She could develop into the next Irene van Dyk - but unfortunately Caitlin Bassett won't be wearing a black dress.
Bassett is set to become a recurring nightmare for the Silver Ferns - not just over the next two weeks but across the next few years.
She has already proved a pivotal figure in this Constellation Cup series. She shot at 100 per cent in the 55-51 loss in Invercargill, then hit 32/36 in Auckland as the Diamonds won 48-45 (no other shooter got more than 25).
But beyond the bare statistics, Bassett offers a presence that can be almost impossible to counter.
At 1.92m, she is the tallest player on the court in this series and allows Australia the option of a genuine holding shooter, for long the domain of van Dyk in international netball.
"She offers real height at the back of the circle," says Ferns captain Casey Kopua of Bassett. "It hasn't always been the typical Australian style and is obviously a good weapon for them.
She has developed a lot over the last few years and is now a lot stronger and much more accurate."
"The penny is starting to drop for Caitlin," says Diamonds coach Lisa Alexander. "She is now comfortable with her height and with who she is and comfortable as our No1 shooter. It's been a big step for her."
Now 25, Bassett was something of a late bloomer on the international stage. She made Australian age group teams but was rarely the No1 shooter, with former Pulse star Caitlin Thwaites ahead of her at under-21 level.
Bassett made her Diamonds debut in 2008 but didn't really come to prominence until the World Championships three years later.
Before that tournament she wasn't seen as much of a threat; Bassett was a typical beanpole, blessed with height but lacking strength and skills. She had been a model of inconsistency for the Fever in preceding years but everything turned in Singapore.
She shot an incredible 151 from 155 attempts across the week and her second-half injection in the final, with the Ferns leading by six goals, was the single biggest factor in accounting for the turnaround in that match.
Her presence unsettled the Ferns, even before she came on. Leana de Bruin had been substituted, with Katrina Grant replacing her but when the Ferns' coaches saw the long legs of Bassett lope on to the court the GK bib was thrown back in the direction of de Bruin.
With seconds on the clock Bassett sank the goal that sent the game into extra time, then she came up with the winning shot in the extra period.
"She was pretty fresh and green when she first came onto the scene," says Kopua. "But that is the same for many players and she has come along well."
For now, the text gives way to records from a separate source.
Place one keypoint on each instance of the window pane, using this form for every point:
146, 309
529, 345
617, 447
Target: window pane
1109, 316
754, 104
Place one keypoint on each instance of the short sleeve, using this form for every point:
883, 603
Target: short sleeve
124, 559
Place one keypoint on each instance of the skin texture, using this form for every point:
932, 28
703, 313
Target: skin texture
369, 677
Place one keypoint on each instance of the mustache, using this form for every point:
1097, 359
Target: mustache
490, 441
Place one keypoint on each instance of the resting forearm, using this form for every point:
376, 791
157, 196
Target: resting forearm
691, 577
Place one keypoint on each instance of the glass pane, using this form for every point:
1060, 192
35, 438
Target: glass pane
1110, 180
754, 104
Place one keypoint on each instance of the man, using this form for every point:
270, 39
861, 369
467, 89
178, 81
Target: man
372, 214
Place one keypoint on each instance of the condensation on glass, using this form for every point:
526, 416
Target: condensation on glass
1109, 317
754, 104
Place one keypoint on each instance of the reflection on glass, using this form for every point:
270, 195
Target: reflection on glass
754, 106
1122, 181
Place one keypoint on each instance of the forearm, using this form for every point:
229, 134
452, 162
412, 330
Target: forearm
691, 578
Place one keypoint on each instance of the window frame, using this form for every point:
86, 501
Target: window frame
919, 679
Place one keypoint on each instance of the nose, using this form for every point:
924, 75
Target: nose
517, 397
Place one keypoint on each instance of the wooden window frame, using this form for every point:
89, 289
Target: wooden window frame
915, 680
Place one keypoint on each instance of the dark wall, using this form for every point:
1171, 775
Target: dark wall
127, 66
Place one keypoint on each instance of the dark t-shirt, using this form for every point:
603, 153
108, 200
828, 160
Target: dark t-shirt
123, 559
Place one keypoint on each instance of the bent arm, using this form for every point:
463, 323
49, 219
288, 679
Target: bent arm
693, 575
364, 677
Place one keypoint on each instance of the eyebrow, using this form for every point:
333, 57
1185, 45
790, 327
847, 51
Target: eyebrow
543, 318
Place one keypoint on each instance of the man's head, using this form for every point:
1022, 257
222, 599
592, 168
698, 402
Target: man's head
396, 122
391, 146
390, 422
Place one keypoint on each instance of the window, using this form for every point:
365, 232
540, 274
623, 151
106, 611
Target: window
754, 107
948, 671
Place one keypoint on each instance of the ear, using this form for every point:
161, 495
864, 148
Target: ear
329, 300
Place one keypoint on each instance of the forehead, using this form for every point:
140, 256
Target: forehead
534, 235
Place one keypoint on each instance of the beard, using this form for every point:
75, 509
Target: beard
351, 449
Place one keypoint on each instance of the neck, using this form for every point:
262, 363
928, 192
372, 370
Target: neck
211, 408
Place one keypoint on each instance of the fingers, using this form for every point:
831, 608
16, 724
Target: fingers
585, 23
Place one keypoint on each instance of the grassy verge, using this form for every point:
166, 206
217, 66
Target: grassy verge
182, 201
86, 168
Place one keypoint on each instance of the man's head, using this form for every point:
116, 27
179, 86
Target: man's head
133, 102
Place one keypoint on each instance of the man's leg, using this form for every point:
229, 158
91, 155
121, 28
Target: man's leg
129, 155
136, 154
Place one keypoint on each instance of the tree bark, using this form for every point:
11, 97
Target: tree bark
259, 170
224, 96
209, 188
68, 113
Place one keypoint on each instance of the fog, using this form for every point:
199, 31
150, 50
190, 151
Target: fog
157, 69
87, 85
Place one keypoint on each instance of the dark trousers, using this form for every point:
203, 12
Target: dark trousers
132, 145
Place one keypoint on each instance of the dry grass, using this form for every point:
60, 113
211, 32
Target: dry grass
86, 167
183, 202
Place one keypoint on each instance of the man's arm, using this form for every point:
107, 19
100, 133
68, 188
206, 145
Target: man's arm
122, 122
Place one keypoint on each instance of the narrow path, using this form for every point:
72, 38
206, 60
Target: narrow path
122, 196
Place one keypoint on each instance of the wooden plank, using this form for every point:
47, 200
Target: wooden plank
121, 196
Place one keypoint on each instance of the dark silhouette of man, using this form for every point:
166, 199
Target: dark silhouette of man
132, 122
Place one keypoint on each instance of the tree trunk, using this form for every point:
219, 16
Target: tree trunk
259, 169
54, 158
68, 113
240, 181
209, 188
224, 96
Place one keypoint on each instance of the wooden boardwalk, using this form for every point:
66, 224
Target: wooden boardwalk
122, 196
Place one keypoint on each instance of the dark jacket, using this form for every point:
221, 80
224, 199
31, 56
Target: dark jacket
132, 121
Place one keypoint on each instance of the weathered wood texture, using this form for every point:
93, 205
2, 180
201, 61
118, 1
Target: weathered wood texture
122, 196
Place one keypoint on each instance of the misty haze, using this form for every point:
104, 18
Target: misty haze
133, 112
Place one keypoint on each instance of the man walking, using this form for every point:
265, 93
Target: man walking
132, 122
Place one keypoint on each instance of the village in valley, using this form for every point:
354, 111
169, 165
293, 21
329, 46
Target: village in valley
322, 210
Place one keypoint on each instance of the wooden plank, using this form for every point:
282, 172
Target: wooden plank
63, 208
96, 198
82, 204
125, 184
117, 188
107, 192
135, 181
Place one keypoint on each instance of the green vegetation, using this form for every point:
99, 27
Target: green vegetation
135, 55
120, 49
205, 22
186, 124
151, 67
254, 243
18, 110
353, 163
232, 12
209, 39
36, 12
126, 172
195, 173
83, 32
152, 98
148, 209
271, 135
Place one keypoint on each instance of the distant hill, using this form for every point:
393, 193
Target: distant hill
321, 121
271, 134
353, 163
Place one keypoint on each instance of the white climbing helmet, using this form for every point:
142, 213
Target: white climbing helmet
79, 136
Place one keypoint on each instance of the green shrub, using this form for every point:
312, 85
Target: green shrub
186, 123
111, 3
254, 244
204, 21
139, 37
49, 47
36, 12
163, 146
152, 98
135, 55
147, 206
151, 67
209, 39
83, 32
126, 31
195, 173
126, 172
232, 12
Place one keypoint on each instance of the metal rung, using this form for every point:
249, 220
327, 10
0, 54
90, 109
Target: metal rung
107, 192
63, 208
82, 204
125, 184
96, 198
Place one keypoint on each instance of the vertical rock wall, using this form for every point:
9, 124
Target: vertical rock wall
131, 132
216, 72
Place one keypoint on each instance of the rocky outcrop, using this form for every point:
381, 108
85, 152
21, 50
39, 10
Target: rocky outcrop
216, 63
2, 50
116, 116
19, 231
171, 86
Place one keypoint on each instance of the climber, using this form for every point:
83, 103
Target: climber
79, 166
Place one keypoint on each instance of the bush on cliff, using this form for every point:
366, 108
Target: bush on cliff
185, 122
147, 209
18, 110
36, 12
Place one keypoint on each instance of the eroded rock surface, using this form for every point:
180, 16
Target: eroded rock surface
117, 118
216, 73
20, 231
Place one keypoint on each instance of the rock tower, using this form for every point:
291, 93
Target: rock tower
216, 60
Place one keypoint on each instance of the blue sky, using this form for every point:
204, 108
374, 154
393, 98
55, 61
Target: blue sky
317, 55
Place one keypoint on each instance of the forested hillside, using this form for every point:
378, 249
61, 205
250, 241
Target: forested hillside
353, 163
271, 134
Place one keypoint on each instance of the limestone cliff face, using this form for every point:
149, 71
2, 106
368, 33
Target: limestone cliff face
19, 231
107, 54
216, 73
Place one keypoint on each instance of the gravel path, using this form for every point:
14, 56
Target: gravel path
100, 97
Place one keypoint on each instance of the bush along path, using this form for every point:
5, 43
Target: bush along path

The Ferns have one of the best defensive units in the game and can deal with tall shooters - look at how they have handled Romelda Aiken over the years - but the presence of Bassett does change the dynamic between the two teams. It gives the Diamonds a "get out" aerial option which they haven't always had on attack, with their tradition of shorter, mobile shooters.
Bassett's productivity under the hoop - she is almost guaranteed to be a heavy scorer in every game - also adds pressure for the Ferns further up the court. Van Dyk and Maria Tutaia will need to match her goal for goal to maintain parity and then the New Zealanders will hope to strangle the service into Bassett.
"She is obviously a threat and has become increasingly valuable for them over the last couple of years," says Ferns coach Wai Taumaunu. "But we know what's coming, we have prepared ... and we will have to be ready."